- Born: 1982 (age 43–44) Dalton, Georgia, U.S.
- Education: Vanderbilt University
- Political party: Republican

= Andrea Saul =

American political consultant

Andrea Saul (born 1982) has worked on a number of political campaigns, and was the campaign press secretary for the 2012 Mitt Romney presidential campaign.

==Early life and education==
Saul's father, Julian Saul, is a former president of Shaw Industries, a carpet manufacturer. Saul was raised in Dalton, Georgia, graduated from Girls Preparatory School in Chattanooga in 2000, and graduated from Vanderbilt University in 2004, majoring in communication studies and Spanish.

==Career==
After graduation, she worked for NBC in Athens during the 2004 Olympic Games, and then moved to Washington, D.C., where she took a job with DCI Group, a public relations firm.
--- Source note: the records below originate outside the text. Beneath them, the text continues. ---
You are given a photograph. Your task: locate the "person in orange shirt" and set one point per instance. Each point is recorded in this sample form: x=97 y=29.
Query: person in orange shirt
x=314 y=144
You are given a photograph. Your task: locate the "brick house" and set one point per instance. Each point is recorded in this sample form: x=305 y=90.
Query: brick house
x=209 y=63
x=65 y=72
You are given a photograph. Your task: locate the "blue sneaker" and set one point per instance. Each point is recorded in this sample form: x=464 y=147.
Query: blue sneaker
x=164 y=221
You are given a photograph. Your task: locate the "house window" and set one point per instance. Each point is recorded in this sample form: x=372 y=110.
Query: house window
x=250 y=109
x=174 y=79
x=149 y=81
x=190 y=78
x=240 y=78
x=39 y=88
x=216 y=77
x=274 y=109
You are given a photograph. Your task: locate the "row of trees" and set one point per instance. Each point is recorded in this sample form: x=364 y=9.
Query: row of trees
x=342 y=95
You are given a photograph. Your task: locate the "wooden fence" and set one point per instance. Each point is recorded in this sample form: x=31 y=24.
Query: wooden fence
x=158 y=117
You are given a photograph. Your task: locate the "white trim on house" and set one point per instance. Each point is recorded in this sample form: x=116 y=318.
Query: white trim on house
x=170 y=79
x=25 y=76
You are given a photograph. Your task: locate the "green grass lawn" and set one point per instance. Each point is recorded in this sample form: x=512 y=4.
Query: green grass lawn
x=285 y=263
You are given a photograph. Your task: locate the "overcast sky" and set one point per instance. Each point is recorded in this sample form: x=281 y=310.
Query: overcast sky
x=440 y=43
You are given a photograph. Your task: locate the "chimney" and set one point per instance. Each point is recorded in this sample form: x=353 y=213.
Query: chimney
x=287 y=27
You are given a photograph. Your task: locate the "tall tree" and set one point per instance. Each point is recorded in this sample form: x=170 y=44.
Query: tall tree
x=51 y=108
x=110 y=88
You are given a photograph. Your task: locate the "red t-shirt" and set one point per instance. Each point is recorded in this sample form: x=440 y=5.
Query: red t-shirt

She joined the 2008 John McCain presidential campaign in February 2007 for a few months until it ran low on funding, then moved to the Republican National Committee, and later rejoined the McCain campaign as its media affairs director by April 2008. She subsequently worked for Senator Orrin Hatch, Florida Governor Charlie Crist, and Carly Fiorina. She first met Mitt Romney during the McCain campaign. In 2015, Saul signed an amicus brief to the United States Supreme Court in favor of legalizing same-sex marriage.

In 2020, she endorsed McCain and Romney's vice presidential opponent Joe Biden for president.